UNA FORMA DE RECUERDO (soft metal) 2:29
Entre los
dos creyeron que podían hacerlo. Fue un día feriado, último posible antes que
venciera el plazo que ya arrastraba cinco años de retraso y avisos en forma de
precarias notas sobre la fría piedra. Con el cielo gris por completo, a Donato
le llevó un poco más de insistencia convencer a Damián para sacarlo de la casa.
Lo aquejaba un leve resfriado y cierta distancia con lo que pensaban hacer: no
tanto por el gesto humano, sino por sus dolores de espalda, evidencia de una
columna atrofiada. Hubiese preferido ir otro día, pero fue ese feriado que
llegaron allí.
Un perro chico y flaco se mojaba en
un charco del cordón de la vereda. Al bajar del auto y cruzar la avenida,
Damián percibió a una familia demorada en el puesto de flores decidiendo entre
distintos colores de claveles frente a una vendedora cuya cara no decía nada.

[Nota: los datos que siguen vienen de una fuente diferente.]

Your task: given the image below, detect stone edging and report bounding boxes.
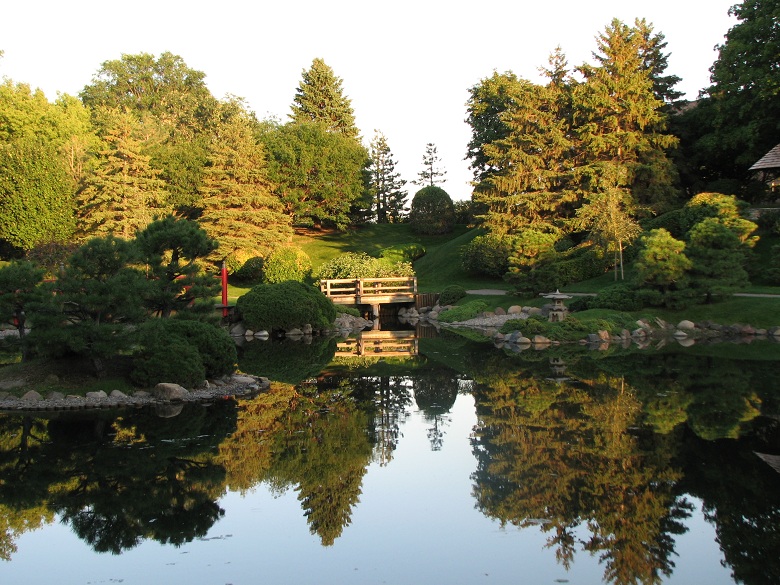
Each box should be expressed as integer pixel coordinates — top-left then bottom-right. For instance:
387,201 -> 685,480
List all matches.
0,374 -> 270,412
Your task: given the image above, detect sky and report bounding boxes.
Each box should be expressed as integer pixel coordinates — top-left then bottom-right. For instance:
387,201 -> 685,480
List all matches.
0,0 -> 737,200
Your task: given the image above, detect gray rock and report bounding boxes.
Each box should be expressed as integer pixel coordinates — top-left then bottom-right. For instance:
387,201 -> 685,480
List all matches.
152,382 -> 189,400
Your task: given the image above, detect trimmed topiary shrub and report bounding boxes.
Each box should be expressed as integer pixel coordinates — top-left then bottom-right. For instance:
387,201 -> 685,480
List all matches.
236,280 -> 336,331
131,319 -> 238,387
409,185 -> 455,235
439,284 -> 466,306
262,246 -> 311,283
460,234 -> 512,278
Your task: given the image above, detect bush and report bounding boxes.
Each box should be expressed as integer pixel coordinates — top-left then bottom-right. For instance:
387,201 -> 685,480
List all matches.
409,185 -> 455,235
236,280 -> 336,331
379,242 -> 425,262
262,246 -> 311,283
131,319 -> 238,387
317,252 -> 414,280
439,284 -> 466,306
460,234 -> 512,278
439,301 -> 487,323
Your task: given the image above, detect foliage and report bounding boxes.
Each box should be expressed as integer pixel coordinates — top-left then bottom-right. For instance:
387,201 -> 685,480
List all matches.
439,301 -> 487,323
0,137 -> 74,251
414,142 -> 447,187
261,121 -> 370,229
199,103 -> 292,270
317,252 -> 414,280
236,281 -> 336,331
439,284 -> 466,306
460,232 -> 514,278
368,132 -> 408,223
379,242 -> 425,262
290,58 -> 358,140
132,319 -> 238,387
76,110 -> 167,239
260,246 -> 311,283
135,215 -> 219,317
409,185 -> 455,234
29,236 -> 148,374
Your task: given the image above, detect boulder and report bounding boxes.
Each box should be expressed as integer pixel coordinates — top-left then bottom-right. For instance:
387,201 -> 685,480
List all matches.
152,382 -> 189,400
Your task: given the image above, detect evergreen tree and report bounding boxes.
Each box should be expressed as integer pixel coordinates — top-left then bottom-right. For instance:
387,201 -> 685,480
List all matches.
412,142 -> 447,187
77,110 -> 166,239
290,59 -> 358,139
474,50 -> 576,234
200,104 -> 292,269
368,131 -> 408,223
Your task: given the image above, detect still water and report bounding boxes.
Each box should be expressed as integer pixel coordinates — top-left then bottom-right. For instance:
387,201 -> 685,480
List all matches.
0,328 -> 780,585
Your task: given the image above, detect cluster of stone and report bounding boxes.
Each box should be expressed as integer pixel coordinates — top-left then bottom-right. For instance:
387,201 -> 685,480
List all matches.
0,374 -> 270,411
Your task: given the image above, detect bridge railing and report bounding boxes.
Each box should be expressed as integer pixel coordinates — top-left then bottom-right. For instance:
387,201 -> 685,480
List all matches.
320,276 -> 417,304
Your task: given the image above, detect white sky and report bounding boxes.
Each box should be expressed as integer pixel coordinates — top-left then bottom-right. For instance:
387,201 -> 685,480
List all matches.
0,0 -> 737,199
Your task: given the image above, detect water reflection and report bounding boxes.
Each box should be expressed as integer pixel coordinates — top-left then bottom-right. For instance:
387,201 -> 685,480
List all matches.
0,338 -> 780,585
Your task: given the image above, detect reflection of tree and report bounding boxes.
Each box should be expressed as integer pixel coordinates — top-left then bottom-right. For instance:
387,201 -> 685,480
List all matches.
0,402 -> 235,554
413,369 -> 460,451
260,392 -> 371,546
473,361 -> 688,584
684,419 -> 780,585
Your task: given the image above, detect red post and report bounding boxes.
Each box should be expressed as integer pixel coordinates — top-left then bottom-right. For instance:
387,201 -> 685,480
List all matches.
222,260 -> 228,317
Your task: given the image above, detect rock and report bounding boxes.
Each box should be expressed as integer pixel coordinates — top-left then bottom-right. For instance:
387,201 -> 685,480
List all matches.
152,382 -> 189,400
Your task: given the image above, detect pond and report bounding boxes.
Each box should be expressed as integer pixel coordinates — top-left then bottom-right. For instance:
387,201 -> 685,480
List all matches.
0,332 -> 780,585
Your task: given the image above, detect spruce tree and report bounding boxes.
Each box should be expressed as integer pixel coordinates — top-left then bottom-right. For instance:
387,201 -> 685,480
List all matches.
412,142 -> 447,187
77,110 -> 167,239
290,59 -> 358,139
200,104 -> 292,268
368,131 -> 408,223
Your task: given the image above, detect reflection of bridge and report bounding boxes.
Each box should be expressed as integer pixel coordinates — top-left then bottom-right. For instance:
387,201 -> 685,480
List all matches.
320,276 -> 417,306
336,330 -> 419,357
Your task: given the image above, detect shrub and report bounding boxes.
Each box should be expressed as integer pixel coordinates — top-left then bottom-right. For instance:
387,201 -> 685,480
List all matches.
236,280 -> 336,331
409,185 -> 455,235
379,242 -> 425,262
460,234 -> 512,278
439,284 -> 466,305
439,301 -> 487,323
317,252 -> 414,280
131,319 -> 238,387
262,246 -> 311,283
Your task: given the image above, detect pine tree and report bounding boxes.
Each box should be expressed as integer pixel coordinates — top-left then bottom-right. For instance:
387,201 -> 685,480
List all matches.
290,59 -> 358,139
77,110 -> 167,239
412,142 -> 447,187
368,131 -> 408,223
475,50 -> 576,234
200,104 -> 292,264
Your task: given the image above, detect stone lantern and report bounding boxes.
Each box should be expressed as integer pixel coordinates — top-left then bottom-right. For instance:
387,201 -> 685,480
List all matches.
540,289 -> 571,323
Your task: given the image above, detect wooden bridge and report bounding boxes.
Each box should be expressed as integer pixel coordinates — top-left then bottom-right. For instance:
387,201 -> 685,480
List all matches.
336,330 -> 420,357
320,276 -> 417,306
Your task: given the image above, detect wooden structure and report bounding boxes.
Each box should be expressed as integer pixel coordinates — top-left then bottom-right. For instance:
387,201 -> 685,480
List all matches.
336,330 -> 420,357
320,276 -> 417,315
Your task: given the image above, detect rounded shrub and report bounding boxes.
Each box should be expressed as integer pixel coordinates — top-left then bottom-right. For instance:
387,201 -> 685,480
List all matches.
262,246 -> 311,283
439,284 -> 466,306
236,280 -> 336,331
409,185 -> 455,235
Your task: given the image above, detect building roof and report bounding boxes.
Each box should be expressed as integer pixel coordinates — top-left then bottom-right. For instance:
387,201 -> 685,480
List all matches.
750,144 -> 780,171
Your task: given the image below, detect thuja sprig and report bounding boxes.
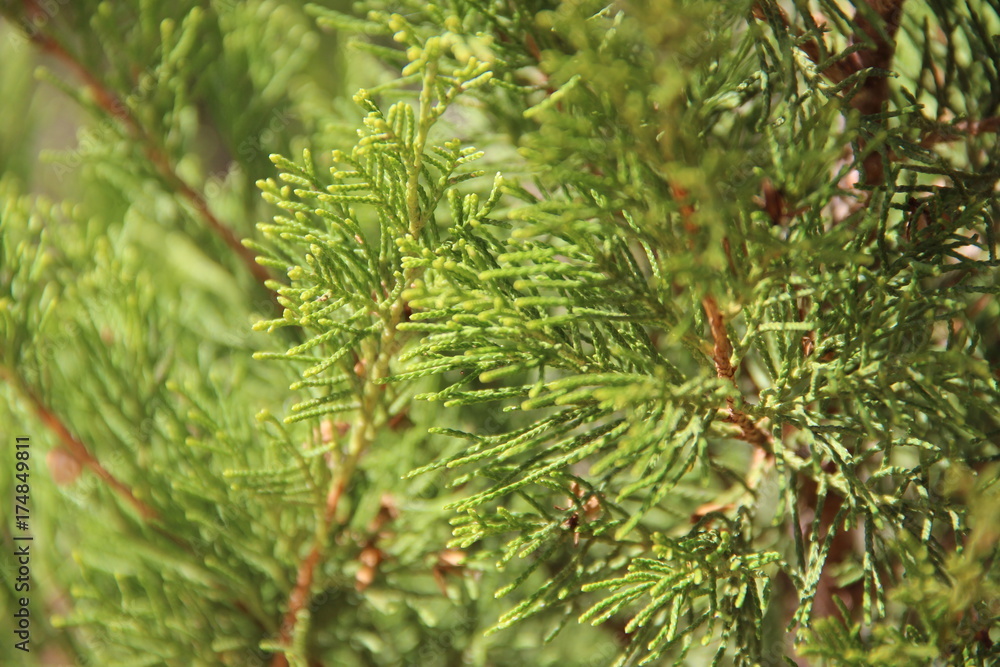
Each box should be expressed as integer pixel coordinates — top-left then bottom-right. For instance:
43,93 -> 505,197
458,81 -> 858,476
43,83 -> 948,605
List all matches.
258,39 -> 491,664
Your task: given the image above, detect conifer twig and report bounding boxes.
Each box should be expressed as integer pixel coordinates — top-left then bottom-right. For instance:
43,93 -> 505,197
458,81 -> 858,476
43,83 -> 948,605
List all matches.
18,0 -> 277,303
753,0 -> 905,186
670,185 -> 773,458
0,366 -> 160,521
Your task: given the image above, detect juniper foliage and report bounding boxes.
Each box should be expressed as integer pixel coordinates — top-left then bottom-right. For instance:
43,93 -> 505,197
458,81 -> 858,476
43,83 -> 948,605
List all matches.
0,0 -> 1000,666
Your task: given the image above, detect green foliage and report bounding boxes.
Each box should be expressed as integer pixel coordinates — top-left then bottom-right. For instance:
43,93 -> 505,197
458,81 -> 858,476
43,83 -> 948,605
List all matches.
0,0 -> 1000,667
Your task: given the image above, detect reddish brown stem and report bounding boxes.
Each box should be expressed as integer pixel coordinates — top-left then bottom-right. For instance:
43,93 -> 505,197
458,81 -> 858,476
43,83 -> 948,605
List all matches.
13,376 -> 159,521
25,10 -> 277,303
271,479 -> 344,667
670,185 -> 773,457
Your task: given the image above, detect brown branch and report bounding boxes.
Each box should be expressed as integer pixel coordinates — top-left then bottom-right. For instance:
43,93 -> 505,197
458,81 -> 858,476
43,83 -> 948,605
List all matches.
753,0 -> 905,187
24,0 -> 277,303
271,477 -> 346,667
0,368 -> 160,521
670,184 -> 774,458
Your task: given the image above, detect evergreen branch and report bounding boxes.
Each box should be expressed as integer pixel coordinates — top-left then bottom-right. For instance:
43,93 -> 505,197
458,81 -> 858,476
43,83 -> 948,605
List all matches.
0,366 -> 160,521
13,0 -> 280,307
671,185 -> 774,460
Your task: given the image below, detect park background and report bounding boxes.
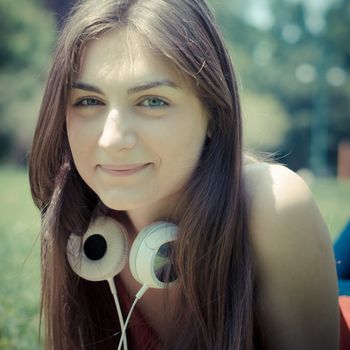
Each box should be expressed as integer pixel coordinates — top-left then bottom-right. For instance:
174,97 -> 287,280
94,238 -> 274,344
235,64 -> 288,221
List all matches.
0,0 -> 350,350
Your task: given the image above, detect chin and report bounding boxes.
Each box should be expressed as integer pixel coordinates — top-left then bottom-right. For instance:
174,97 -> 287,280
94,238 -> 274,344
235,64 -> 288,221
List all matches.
99,196 -> 151,211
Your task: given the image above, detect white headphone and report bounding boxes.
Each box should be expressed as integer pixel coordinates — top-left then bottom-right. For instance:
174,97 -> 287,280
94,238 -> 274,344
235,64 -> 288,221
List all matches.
67,216 -> 177,288
67,216 -> 178,350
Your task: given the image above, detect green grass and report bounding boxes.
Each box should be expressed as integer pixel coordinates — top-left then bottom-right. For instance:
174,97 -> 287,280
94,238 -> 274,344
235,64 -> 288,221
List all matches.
0,167 -> 40,350
310,178 -> 350,241
0,166 -> 350,350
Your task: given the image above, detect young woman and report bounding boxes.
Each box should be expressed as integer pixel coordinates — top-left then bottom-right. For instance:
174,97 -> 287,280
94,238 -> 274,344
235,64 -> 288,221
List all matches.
30,0 -> 338,350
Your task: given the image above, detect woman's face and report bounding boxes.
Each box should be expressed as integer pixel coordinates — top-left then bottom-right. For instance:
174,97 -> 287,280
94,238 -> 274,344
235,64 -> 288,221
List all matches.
67,30 -> 207,216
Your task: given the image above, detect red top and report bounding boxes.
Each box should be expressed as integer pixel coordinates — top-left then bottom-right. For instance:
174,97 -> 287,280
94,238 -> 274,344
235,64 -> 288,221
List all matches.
117,278 -> 159,350
338,296 -> 350,350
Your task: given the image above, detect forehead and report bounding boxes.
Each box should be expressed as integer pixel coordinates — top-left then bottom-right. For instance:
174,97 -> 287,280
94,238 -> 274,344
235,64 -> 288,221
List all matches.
78,28 -> 184,85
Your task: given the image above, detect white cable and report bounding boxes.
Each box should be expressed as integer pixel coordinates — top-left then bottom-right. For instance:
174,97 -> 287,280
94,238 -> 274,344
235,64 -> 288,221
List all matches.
108,278 -> 128,350
118,284 -> 148,350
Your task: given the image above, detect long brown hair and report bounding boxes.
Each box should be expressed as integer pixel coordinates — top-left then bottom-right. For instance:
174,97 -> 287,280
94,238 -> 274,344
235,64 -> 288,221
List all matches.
29,0 -> 253,350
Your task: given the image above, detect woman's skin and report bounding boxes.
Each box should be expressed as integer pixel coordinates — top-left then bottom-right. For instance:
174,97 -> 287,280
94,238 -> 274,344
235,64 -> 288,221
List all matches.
67,30 -> 338,350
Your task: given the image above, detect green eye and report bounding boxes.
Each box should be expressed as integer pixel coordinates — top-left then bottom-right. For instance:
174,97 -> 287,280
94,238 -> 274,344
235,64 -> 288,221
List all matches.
141,97 -> 168,108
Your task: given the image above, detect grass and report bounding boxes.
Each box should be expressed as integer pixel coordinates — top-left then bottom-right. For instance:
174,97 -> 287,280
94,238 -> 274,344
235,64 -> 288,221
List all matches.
0,166 -> 350,350
0,167 -> 40,350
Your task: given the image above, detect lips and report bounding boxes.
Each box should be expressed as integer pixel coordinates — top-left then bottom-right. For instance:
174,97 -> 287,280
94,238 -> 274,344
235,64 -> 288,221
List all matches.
99,163 -> 151,176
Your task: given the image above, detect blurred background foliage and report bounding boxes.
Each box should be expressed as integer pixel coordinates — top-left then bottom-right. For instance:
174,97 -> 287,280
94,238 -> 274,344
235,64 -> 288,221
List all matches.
0,0 -> 350,350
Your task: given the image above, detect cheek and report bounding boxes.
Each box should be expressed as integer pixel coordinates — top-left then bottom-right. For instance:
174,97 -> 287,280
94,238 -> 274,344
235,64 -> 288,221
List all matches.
66,115 -> 92,165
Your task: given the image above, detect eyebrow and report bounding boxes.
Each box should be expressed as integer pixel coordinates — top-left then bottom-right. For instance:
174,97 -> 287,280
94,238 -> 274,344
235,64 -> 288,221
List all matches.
72,79 -> 179,95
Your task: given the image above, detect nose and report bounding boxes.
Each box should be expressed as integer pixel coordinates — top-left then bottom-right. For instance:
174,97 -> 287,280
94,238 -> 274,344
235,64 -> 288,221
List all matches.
99,109 -> 137,154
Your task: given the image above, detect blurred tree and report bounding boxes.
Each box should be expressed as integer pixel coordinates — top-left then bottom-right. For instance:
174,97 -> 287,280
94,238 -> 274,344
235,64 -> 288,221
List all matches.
211,0 -> 350,173
0,0 -> 55,163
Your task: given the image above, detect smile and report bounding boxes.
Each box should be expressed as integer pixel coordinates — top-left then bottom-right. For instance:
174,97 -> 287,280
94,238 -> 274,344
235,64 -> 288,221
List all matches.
98,163 -> 151,176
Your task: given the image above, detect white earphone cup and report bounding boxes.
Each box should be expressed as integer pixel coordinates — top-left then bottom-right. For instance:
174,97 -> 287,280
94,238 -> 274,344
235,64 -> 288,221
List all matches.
67,216 -> 127,281
129,221 -> 178,288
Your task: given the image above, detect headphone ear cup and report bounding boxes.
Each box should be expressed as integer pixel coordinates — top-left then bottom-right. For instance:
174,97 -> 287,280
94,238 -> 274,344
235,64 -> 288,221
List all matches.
67,216 -> 127,281
129,221 -> 178,288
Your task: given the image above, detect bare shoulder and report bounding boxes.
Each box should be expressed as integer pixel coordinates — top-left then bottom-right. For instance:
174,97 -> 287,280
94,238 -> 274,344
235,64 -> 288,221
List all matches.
244,162 -> 339,350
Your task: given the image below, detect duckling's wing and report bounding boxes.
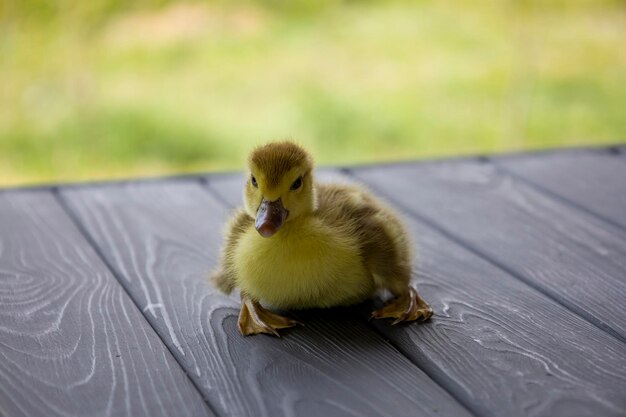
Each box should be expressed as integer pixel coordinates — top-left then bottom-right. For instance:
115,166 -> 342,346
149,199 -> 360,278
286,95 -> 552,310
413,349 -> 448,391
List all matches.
317,185 -> 412,294
211,209 -> 254,294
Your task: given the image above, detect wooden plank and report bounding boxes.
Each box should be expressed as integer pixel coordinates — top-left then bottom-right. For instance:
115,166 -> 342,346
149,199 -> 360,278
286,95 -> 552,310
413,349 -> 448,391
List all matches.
348,161 -> 626,341
208,168 -> 626,416
63,183 -> 469,416
0,191 -> 210,416
495,150 -> 626,229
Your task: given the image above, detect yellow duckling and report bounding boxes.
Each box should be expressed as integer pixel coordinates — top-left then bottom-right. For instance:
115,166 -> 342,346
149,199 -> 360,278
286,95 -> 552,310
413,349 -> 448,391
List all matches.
212,142 -> 432,336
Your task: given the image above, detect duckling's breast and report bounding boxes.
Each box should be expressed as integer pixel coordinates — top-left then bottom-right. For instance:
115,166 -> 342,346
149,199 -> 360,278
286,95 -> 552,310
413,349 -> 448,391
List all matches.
234,219 -> 375,309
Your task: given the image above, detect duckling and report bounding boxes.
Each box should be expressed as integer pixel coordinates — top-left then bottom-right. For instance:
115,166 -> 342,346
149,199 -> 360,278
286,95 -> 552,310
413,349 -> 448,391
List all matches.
212,142 -> 432,336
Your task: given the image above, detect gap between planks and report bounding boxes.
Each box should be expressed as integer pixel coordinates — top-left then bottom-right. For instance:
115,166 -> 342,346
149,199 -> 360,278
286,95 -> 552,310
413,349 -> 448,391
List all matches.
488,151 -> 626,232
50,187 -> 219,416
341,166 -> 626,343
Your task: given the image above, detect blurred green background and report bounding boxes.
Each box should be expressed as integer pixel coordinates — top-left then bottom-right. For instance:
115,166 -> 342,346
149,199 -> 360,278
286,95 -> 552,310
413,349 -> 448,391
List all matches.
0,0 -> 626,185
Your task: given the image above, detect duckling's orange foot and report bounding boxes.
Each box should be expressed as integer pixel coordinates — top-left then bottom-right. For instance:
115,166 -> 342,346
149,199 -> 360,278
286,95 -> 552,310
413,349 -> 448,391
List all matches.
238,297 -> 302,337
372,287 -> 433,324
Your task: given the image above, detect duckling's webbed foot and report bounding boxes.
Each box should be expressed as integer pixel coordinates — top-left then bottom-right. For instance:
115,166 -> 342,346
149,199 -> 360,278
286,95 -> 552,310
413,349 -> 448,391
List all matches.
372,287 -> 433,324
238,295 -> 302,337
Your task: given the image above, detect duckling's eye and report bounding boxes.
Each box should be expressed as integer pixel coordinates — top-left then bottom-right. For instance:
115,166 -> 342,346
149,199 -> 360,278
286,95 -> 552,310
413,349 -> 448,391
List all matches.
290,177 -> 302,190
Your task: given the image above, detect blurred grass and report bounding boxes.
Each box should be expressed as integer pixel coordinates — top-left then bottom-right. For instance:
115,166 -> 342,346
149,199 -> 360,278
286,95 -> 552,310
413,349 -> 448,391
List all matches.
0,0 -> 626,185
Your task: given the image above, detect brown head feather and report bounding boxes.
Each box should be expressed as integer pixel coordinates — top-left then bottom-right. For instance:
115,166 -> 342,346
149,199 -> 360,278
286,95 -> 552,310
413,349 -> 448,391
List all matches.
249,142 -> 313,187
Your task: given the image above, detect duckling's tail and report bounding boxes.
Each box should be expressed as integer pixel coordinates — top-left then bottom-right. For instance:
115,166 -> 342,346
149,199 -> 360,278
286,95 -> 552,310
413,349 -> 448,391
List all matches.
209,270 -> 235,294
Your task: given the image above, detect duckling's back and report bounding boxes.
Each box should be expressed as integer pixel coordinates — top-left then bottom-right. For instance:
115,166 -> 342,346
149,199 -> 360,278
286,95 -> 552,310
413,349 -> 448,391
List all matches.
229,181 -> 409,309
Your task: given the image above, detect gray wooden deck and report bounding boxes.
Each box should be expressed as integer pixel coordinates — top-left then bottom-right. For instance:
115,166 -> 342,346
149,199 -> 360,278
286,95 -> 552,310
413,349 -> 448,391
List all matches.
0,148 -> 626,417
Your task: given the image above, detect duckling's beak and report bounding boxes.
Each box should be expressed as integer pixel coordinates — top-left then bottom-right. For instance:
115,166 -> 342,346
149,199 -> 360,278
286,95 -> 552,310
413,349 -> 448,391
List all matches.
255,198 -> 289,237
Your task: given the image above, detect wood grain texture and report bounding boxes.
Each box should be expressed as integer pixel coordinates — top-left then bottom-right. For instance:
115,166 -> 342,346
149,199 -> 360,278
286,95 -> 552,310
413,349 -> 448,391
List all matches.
495,150 -> 626,229
63,183 -> 469,416
208,167 -> 626,417
0,191 -> 211,417
348,162 -> 626,340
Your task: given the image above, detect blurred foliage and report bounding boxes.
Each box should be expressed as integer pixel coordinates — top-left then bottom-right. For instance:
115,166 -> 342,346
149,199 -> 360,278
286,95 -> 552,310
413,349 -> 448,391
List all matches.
0,0 -> 626,185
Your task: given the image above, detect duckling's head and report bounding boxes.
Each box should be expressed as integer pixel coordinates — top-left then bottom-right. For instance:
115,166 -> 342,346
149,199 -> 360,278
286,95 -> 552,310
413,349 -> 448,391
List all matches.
244,142 -> 315,237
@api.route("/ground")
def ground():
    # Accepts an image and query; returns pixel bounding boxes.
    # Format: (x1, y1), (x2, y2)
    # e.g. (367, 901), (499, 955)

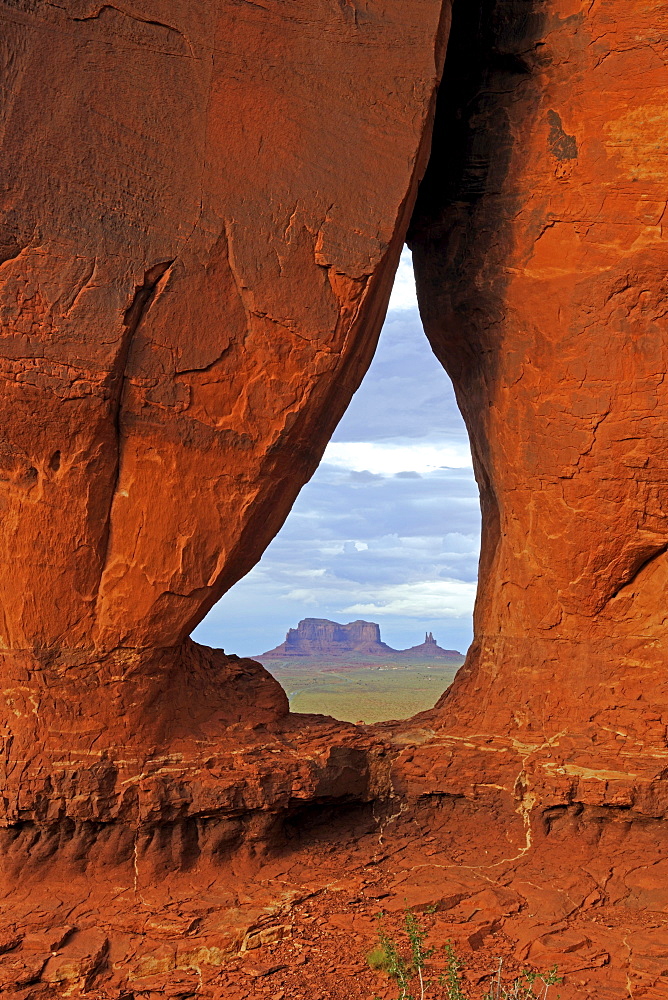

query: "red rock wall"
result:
(411, 0), (668, 746)
(0, 0), (448, 651)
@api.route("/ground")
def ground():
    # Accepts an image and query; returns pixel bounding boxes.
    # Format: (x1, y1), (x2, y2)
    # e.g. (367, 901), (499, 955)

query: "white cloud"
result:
(323, 441), (471, 476)
(195, 251), (480, 655)
(341, 580), (476, 619)
(388, 247), (418, 311)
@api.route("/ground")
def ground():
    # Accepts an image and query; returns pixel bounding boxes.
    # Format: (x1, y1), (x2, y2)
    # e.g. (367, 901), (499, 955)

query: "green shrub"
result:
(367, 907), (561, 1000)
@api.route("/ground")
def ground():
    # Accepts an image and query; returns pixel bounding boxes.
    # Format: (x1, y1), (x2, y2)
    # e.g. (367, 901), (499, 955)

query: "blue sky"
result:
(193, 250), (480, 656)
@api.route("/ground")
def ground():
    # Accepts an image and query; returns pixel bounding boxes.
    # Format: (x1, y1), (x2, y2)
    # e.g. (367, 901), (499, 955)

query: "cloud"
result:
(323, 441), (471, 476)
(194, 254), (480, 655)
(388, 247), (417, 311)
(342, 580), (476, 620)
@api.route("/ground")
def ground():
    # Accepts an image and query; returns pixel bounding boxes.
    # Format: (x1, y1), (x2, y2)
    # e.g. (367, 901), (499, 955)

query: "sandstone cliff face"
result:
(410, 0), (668, 748)
(263, 618), (394, 658)
(0, 0), (449, 725)
(0, 0), (668, 1000)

Sintió sus ojos desviándose sobre él al pasar por la vereda; Donato venía unos
pasos más atrás y ambos se hicieron uno al atravesar el pórtico abierto.
Algunos cuerpos caminaban, ninguno solo, se trataba de cierto paseo extraño, el
de recordar, por homenaje o culpa, a los que ya no estaban. Las hojas secas de
los añosos árboles formaban una leve alfombra entre las calles diagramadas del cementerio; desde la entrada, era una hacía la derecha y cinco hacía
adelante antes de girar a la izquierda para dar con la tumba.
Cuando estuvieron frente a ella, no
sintieron nada distinto ni especial: el ritual de los adioses fijados aniquila
cualquier emoción, llegarse cada dieciocho por mes o por año al modo de una
personería que los refleja ante un pedazo de mármol con ramitos secos y la
misma inscripción. Ahora había que mover como sea ese pedazo de piedra, de ele
levantada que representaba el perímetro de un cuerpo descompuesto. Iguales de
pesados en el armado, Donato buscó con sus ojos a algún cuidador para completar
la faena, buscó al mismo a quien ayer retaceó la tarea por querer cobrarle 200
o 250 pesos calculando mano de obra. Al cabo de un rato, cuando ya colorados y
con fatiga, se acercó completaron entre los tres el traslado módica de la
estólida cobertura. Corrieron el bloque a un costado, procurando que no
obstaculizara el paso y, antes de limpiarse un poco el barro y respirar, tanto
Donato como Damián observaron la porción húmeda de tierra delimitada, manjar de
lombrices, parcela cavada hace más de una década, el doble necesario para que
sea convertido en nicho el recuerdo de la única mujer que los había unido de
verdad.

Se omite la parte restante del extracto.